Though newspapers at the time claimed the Maine was sunk by a Spanish torpedo, evidence exists that an internal explosion was responsible.

"Historians aren't clear (on what was responsible) and it will probably never be completely resolved," Campbell told an "Inside Media" audience in the Newseum broadcast studio on Sunday, Feb. 15. "It remains one of the most interesting and unresolved questions in military history."

Also unresolved, said Campbell, is the role newspapers -- particularly William Randolph Hearst's New York Journal and Joseph Pulitzer's New York World -- played in starting the war.

"Some historians, including Hearst's most recent biographer, believe that the press was responsible for starting the war," Campbell said. "Others say the press didn't cause the insurrection and may have mirrored rather than led events. I tend to think the power of the media is overstated in this case."

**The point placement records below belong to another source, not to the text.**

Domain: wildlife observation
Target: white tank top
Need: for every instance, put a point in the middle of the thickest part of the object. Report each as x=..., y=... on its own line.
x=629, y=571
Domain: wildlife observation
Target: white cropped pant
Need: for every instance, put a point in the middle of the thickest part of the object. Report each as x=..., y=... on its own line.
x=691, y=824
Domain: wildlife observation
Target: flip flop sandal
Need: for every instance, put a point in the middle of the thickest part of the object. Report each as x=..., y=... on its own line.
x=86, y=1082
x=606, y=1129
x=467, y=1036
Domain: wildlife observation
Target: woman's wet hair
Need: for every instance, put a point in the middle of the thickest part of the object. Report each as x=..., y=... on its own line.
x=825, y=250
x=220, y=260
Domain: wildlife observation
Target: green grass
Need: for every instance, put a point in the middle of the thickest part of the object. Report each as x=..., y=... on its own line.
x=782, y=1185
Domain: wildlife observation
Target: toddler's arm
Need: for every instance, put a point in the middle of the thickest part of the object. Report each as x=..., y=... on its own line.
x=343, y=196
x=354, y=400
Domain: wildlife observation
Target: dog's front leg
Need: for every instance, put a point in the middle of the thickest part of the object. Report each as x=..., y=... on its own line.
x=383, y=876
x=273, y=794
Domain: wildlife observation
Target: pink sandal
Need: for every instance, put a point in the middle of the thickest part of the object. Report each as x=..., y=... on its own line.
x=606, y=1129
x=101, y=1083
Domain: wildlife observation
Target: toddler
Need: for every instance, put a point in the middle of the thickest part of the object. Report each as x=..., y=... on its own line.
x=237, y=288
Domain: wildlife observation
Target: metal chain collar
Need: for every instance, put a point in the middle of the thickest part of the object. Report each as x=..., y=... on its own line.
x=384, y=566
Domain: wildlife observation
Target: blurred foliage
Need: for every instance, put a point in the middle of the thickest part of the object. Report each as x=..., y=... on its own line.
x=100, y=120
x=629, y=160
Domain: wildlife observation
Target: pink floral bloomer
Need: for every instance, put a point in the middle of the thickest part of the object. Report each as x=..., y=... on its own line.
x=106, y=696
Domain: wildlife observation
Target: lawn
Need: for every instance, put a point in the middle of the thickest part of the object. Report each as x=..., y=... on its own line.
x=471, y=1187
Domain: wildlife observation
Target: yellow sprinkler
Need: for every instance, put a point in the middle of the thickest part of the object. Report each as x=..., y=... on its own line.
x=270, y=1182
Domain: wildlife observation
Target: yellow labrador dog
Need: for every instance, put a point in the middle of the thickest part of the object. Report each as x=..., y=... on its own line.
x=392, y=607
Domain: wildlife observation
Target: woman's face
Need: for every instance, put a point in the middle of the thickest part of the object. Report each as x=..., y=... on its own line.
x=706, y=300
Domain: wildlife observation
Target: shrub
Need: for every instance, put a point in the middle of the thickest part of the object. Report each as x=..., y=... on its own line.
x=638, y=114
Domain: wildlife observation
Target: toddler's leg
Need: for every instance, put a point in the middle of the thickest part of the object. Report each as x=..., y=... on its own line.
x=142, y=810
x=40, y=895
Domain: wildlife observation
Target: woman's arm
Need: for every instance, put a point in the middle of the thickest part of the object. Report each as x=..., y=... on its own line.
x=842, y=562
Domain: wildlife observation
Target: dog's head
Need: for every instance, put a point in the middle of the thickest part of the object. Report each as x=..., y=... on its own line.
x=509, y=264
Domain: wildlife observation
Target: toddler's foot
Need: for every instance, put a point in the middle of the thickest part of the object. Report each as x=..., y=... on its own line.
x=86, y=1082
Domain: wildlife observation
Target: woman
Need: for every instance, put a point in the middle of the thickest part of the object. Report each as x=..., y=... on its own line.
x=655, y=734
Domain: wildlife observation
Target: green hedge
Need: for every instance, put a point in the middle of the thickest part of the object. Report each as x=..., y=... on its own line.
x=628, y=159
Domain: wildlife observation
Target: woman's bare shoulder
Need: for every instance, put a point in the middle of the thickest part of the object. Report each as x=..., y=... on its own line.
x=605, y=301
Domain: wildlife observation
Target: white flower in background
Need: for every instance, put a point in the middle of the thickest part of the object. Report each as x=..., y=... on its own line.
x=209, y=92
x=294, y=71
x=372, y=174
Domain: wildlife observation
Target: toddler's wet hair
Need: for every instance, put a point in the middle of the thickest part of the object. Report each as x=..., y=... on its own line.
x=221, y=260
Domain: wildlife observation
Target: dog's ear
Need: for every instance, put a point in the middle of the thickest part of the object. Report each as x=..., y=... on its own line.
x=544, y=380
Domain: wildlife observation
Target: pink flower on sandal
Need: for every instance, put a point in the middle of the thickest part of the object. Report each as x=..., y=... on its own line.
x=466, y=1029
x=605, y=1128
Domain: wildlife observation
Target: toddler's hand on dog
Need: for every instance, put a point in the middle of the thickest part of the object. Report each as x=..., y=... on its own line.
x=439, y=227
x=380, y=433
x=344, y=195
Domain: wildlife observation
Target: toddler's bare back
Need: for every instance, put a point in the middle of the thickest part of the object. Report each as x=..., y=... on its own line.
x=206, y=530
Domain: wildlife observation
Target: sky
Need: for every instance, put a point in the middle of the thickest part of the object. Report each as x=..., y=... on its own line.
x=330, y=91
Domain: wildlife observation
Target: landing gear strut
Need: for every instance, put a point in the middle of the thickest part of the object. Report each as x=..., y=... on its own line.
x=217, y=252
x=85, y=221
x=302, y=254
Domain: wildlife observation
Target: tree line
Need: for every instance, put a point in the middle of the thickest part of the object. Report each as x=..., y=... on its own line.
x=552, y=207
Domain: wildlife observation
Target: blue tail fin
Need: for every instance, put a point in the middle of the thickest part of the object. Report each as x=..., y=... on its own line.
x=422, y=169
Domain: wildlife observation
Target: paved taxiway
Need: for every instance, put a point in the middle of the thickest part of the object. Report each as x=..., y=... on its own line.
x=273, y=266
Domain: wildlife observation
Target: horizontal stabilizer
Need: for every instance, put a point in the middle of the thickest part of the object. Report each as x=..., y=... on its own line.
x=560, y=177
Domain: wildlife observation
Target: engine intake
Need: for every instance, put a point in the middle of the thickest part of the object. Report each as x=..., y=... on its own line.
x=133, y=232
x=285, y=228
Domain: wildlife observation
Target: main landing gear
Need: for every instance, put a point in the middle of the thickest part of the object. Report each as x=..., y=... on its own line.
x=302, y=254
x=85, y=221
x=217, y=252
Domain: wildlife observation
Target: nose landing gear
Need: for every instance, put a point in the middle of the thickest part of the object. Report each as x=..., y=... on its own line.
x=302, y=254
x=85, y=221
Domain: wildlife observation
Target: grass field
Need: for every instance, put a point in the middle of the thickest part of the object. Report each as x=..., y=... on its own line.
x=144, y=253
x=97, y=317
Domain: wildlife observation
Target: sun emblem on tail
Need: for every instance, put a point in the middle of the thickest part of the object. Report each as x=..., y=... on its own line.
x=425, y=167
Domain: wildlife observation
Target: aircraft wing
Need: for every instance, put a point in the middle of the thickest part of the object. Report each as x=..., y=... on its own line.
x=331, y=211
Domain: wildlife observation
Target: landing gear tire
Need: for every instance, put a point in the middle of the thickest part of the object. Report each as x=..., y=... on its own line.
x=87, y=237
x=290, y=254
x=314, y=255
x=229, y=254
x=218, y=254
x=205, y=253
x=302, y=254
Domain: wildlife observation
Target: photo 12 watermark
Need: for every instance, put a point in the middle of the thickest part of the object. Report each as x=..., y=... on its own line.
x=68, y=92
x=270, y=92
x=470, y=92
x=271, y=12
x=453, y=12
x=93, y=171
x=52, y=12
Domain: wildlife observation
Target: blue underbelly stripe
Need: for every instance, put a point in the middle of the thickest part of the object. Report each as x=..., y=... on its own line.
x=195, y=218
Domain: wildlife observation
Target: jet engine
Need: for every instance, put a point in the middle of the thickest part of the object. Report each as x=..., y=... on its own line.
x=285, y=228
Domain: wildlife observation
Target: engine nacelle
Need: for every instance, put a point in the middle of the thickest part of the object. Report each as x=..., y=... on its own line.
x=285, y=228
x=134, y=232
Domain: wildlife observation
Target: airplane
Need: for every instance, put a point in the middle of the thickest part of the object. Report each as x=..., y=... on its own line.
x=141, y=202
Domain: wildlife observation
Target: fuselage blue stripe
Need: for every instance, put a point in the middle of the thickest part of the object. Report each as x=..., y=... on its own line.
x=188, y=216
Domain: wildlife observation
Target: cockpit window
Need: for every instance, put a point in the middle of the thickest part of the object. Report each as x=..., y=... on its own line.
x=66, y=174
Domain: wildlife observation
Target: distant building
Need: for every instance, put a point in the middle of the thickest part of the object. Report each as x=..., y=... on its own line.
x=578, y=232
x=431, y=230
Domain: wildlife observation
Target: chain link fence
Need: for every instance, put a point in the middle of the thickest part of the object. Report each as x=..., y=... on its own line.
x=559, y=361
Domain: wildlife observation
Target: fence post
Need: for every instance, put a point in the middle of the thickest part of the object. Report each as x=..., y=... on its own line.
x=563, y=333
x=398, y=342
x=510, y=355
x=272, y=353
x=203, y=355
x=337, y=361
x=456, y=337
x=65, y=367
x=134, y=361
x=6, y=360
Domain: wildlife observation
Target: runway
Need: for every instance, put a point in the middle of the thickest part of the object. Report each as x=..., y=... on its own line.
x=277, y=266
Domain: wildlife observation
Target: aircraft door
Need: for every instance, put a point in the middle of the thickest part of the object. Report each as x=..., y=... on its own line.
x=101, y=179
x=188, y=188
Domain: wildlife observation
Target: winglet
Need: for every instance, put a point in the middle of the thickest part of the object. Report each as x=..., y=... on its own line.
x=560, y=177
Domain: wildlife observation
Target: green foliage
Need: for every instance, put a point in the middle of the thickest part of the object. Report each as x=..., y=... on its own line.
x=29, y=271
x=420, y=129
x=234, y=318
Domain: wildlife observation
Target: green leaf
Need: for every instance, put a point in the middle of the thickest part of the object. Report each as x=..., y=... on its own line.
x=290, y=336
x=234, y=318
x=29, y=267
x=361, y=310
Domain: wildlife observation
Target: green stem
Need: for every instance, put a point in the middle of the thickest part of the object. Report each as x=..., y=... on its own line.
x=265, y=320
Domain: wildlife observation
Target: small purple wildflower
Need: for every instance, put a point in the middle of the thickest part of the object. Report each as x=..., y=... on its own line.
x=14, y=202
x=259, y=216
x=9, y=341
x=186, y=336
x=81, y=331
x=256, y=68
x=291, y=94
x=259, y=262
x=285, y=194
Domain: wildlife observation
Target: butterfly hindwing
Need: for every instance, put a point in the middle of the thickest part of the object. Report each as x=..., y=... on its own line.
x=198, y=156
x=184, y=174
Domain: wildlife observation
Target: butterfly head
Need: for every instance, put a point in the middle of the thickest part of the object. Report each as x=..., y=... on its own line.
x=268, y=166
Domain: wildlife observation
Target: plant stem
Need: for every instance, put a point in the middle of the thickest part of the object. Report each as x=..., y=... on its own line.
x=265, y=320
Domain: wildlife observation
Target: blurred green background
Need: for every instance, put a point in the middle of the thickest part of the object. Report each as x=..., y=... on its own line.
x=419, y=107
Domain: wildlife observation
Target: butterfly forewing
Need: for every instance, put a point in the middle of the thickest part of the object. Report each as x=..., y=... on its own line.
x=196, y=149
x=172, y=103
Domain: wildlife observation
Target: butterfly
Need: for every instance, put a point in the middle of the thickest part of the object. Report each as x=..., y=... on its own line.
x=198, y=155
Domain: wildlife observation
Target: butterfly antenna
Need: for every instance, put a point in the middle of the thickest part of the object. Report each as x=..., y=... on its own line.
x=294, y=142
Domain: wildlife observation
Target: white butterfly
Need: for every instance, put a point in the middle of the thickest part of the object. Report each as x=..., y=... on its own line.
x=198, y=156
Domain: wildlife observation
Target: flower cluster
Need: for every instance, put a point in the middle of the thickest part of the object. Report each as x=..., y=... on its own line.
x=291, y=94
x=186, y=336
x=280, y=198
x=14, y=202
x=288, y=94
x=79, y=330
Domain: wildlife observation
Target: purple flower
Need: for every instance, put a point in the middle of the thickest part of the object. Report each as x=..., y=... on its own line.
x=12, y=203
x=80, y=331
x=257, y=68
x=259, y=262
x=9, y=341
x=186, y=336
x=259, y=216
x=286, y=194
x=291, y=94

Certainly the media played a part. Hearst and Pulitzer were locked in a vicious circulation war and Hearst told an illustrator stationed in Havana in 1897, "You furnish the pictures, and I'll furnish the war."

The battle for circulation gave rise to the style of journalism known as "yellow journalism." But Campbell said yellow "journalism," like the Spanish-American War, is misunderstood.

"'Yellow journalism' has become a sneer word around the world as a synonym for sensationalism, but on closer inspection, 'yellow journalism' is much more than that," he said.

Campbell said such common newspaper characteristics as large headlines, increased use of photos and illustrations, the Sunday comics, and even the large Sunday paper are direct descendants of "yellow journalism."

"It was also the basis of investigative journalism," said Campbell, now in his first year of teaching journalism at American University after completing The Freedom Forum's Ph.D. Program for Journalists. "We can find many of the roots of journalism in the 20th century in the 'yellow journalism' period of 100 years ago."